おやじパンクス、恋をする。#018
この小説について
千葉市でBARを経営する40代でモヒカン頭の「俺」と、20年来のつきあいであるおっさんパンクバンドのメンバーたちが織りなす、ゆるゆるパンクス小説です。目次はコチラ。
そうだ、そうだよな。
涼介ってやつは頭のネジが何本かぶっ飛んでるっつうか、いっつも冷めた態度で口調も冷静なくせに、些細な事でキレて大暴れしたりする。
こいつらのバンドが一度大きなフェスに呼ばれたことがあったんだが、打ち合わせの席でプロデューサーをぶん殴って話をおジャンにしたのも涼介だった。
こいつも身体がでけえし、タカがいなけりゃ誰にも止められねえ。まさか女に殴りかかるこたねえだろうが、かといって礼儀正しくご挨拶、なんて柄の人間じゃねえのも確かだ。
激しく頷いている俺に「何だよ、何のんびりやってんだよ」とタカが慌てた様子で言う。
「だいたい、なんですぐに涼介を追わなかったんだよ」
「追ってっただろ」と俺は反射的に言う。
頭に血が上って、一瞬、タカに殴りかかる自分の姿がイメージされる。かなう訳ねえのに。
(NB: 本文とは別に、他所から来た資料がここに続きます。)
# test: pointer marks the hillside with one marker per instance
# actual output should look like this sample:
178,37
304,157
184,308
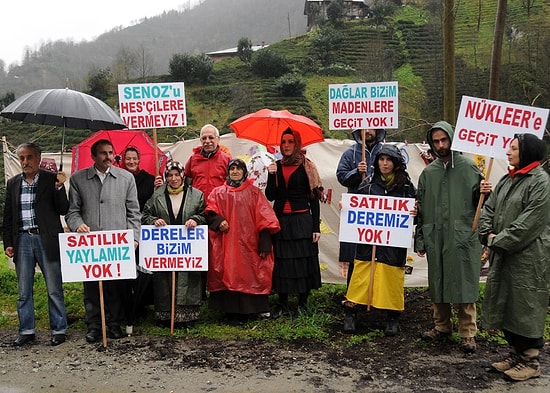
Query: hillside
213,25
406,46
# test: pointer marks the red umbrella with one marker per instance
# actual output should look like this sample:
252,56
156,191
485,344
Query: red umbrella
121,139
266,127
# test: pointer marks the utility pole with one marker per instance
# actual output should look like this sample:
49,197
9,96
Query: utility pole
288,18
449,73
496,55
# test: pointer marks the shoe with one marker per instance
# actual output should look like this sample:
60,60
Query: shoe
524,370
350,318
93,335
24,339
468,344
114,332
392,327
277,312
510,362
58,339
435,335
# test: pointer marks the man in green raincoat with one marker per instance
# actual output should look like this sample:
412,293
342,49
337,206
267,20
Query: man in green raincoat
448,195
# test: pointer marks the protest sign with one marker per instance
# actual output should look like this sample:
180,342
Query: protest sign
174,248
97,256
363,105
487,127
377,220
152,105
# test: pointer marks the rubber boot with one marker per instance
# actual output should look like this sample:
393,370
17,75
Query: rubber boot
508,363
528,366
392,324
350,318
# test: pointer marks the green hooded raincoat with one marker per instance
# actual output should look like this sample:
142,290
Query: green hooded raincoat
518,212
448,195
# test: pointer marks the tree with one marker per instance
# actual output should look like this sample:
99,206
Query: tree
181,67
125,62
203,65
144,62
244,50
268,63
8,98
325,43
191,69
99,83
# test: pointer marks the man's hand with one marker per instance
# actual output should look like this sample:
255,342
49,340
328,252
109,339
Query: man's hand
61,178
9,252
485,187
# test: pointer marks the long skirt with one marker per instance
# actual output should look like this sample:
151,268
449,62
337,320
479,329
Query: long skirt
296,267
188,296
388,286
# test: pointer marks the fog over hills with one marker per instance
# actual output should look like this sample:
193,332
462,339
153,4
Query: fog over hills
213,25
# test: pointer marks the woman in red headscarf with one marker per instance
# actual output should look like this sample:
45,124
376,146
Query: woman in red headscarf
294,185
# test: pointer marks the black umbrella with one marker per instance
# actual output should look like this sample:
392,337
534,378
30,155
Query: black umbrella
63,107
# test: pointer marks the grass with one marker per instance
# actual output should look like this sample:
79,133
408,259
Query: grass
321,319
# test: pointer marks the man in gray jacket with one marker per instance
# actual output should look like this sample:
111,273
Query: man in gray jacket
102,198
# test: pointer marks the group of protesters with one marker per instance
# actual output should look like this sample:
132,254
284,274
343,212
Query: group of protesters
263,243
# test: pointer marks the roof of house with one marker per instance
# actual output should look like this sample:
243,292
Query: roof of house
232,51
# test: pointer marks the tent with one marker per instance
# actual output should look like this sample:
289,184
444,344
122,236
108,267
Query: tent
326,156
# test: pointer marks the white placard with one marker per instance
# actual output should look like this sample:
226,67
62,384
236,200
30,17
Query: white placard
375,219
152,105
174,248
487,127
363,105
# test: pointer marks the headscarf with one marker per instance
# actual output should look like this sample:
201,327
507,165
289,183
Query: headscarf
123,163
298,157
532,151
170,166
240,164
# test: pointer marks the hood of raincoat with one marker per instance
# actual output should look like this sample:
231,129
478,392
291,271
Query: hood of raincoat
395,155
443,126
380,135
531,149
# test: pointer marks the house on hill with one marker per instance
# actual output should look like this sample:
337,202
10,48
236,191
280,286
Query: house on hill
231,52
316,10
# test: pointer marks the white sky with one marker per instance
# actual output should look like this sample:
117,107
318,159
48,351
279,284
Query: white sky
28,24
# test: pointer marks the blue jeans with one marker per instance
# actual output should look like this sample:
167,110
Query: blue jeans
29,253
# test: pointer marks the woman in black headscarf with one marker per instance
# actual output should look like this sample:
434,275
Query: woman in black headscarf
293,184
176,203
515,225
241,222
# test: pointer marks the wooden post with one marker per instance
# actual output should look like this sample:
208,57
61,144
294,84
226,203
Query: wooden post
482,197
102,308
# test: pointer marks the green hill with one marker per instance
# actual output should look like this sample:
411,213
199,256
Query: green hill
405,46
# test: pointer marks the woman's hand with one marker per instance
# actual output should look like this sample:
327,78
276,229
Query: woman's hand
272,168
190,223
159,222
224,226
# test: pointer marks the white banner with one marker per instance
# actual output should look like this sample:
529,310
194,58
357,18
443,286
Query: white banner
375,219
487,127
152,105
363,105
97,256
174,248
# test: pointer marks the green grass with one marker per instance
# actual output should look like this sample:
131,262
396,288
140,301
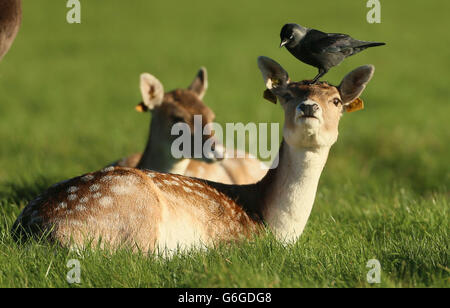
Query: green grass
68,93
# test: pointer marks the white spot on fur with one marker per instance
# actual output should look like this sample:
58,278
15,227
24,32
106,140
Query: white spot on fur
72,189
105,201
120,189
84,200
72,197
107,178
94,187
96,195
87,178
36,219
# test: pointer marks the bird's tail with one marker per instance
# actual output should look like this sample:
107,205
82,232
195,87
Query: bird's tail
371,44
363,45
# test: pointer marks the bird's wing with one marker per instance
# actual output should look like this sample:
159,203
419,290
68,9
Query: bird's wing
333,42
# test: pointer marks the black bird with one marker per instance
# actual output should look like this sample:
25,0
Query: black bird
320,49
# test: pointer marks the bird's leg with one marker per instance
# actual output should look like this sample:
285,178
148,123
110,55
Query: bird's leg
321,73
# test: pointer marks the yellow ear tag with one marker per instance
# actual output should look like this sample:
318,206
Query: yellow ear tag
356,105
275,83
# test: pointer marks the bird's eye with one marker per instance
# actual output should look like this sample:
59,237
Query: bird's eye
337,101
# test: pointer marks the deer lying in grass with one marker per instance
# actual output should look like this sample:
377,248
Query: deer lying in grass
180,106
10,19
153,211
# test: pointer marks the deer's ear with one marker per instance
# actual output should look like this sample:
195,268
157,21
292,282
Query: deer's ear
200,83
152,92
275,77
268,95
354,83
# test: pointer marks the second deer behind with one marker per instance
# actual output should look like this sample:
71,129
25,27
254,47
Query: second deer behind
180,106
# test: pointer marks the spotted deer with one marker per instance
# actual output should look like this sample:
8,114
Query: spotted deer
152,211
10,19
180,106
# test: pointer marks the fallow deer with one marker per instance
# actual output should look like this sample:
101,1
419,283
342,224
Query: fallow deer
10,19
180,106
153,211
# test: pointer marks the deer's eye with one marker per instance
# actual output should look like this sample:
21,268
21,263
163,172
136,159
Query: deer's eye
337,101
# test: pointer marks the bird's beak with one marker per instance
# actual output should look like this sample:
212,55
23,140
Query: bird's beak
284,42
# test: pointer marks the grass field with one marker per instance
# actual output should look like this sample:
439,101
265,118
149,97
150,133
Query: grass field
67,98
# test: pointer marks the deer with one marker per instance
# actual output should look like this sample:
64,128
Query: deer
10,20
180,106
155,212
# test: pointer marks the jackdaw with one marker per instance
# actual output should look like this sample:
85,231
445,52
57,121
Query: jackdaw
320,49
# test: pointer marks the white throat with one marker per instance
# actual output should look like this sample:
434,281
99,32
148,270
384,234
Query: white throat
158,157
293,190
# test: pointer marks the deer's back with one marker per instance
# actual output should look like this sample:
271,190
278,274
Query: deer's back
144,209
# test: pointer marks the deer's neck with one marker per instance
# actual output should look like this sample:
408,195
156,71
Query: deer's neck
157,155
284,198
288,191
だが、すぐに分の悪さを感じて視線を地面に落とす。体格がどうのって話じゃなくて、そもそもタカの言う通りなんだから。
俺はこいつらの到着をここでのんびり待っていたんじゃねえか。すぐにでもあの階段に飛び込んで、どうにかこうにか涼介を止めるべきだったのに、俺は呆けたように立ち尽くし、涼介が登っていく姿を想像までしながら、何もしなかったんだ。いや、何もできなかった。
「とにかく俺たちも向かおうぜ。その、五階の部屋によ」
ボンにそう言われた時、要するに俺はビビっているんだな、ということがハッキリ分かった。
いくら三十年も経ってるとはいえ、友達になっておきながら一度も友達らしいことのできなかった彼女には会わせる顔がねえ。
いや、そんな誠意ある感情じゃねえな。なんつうか、要は気まずいんだよ。
あの頃の自分の態度、行動が、ものすげくダセぇつうか、だからこそ俺はこの記憶自体を封印していた節がある。あのレストランに行って窓からの景色を眺めるまで、俺はマカロニグラタンを食うためにここに来たんだと本気で思ってたんだからな。
まあ、彼女に会いたくない、会うのが怖いってんだったら、なおさら涼介を止めるべきなんだが、その辺は人間の複雑さっつうかさ、単純にビビリながらもその裏では妙な期待もしていたわけで、いや、何を期待してんのかは分かんねえよ。多分、こいつらとの遊びっつうのがそういう、なんていうかハプニングを楽しむみたいなことが基本だったから、癖でさ。
いや違う、違うだろ。
お前が期待してんのは、お前のビビってるもんとイコール、つまりは彼女との再会それ自体だ。
……クソ。うるせえよ。
そんな自分の心の声と格闘しつつ、俺はボンに頷いて見せた。何にせよ、ここでアホ面ぶら下げて待ってるわけには行かねえ。
「さあ、てめえのマカロニグラタンに会いにいこうぜ」
ボンがそう言って、唇の端を持ち上げて煙を吐き出した。